Human Activity Recognition (HAR) plays a critical role in segregating and
distinguishing human actions among data generated from videos and other numerous
sensing modalities, such as accelerometer, gyroscope, GPS, and magnetometer. HAR is
considered a rapidly growing field that has revolutionized numerous areas, such as
healthcare, manufacturing, security, smart homes, etc. Manual extraction of features in
traditional machine learning approaches makes it difficult to handle the spatial and
temporal complexities of real-world datasets, thereby necessitating the need for Deep
Learning algorithms that offer automatic feature extraction to effectively capture both
the spatial and temporal data. This chapter provides a review of Deep Learning models
for HAR, focusing on advancements in CNN and LSTM and their variant architectures
that play a significant role in handling complex and multivariate datasets gathered from
wearable devices and smartphones. Furthermore, attention mechanisms, such as the
self-attention and squeeze and excitation modules, have significantly enhanced model
performance by focusing on relevant feature maps and recalibrating them adaptively.

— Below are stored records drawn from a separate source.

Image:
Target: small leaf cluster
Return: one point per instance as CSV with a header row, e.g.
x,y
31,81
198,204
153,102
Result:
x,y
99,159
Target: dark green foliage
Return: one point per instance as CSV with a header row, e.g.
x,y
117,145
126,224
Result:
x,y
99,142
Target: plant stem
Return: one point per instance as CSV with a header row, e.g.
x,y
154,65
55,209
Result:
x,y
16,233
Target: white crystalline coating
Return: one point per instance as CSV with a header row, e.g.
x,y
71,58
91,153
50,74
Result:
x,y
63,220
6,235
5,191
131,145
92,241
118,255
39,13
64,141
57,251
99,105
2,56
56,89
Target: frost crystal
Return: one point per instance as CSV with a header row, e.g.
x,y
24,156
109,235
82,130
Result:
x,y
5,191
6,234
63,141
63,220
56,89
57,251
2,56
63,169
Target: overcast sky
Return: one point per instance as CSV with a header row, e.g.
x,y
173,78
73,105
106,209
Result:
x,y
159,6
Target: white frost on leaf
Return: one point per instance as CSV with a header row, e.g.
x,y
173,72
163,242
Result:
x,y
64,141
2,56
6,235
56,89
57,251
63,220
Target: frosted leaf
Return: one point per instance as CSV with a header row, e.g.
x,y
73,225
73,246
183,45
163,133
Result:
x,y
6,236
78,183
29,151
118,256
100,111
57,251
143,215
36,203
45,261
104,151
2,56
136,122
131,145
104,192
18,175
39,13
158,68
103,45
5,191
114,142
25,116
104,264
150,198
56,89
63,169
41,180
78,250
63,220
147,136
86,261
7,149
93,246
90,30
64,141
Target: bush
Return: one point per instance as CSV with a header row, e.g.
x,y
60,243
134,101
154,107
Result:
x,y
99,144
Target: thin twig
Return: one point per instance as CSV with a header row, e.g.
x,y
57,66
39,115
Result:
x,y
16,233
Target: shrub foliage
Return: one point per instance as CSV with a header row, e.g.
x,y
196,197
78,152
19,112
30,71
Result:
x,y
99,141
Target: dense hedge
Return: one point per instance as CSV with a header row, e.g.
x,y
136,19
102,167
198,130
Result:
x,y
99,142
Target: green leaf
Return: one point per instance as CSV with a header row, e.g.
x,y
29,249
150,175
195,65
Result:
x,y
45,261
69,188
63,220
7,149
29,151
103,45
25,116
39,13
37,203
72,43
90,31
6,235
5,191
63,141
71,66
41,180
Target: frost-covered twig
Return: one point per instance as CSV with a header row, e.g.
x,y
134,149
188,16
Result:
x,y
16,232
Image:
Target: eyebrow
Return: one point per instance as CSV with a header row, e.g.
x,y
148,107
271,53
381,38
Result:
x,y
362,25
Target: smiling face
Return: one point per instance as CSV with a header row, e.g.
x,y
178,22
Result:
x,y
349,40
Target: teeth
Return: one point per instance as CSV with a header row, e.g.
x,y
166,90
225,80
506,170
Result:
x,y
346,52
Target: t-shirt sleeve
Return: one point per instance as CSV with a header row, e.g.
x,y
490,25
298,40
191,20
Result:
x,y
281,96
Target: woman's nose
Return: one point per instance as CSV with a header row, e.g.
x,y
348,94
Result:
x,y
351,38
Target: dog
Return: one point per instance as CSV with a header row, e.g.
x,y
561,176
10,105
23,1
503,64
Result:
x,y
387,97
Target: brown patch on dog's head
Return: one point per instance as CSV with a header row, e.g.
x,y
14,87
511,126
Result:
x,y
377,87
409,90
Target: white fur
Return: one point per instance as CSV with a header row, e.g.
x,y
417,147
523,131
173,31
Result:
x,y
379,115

These mechanisms do not only improve the accuracy but also the interpretability of the
model by concentrating on the important aspects of the data in consideration. This
chapter also highlights hybrid models that combine CNN and LSTM and their variants
for more accurate HAR, especially when working with sensor-based datasets.
Additionally, it also examines that incorporation of attention mechanisms not only
boosts accuracy but also optimizes the complexity of the models. Key trends in
attention-driven deep learning methods are examined, indicating their growing
importance in real-world human activity recognition applications.
Keywords: Artificial intelligence (AI), Deep learning (ML), Human activity, Wearable sensor.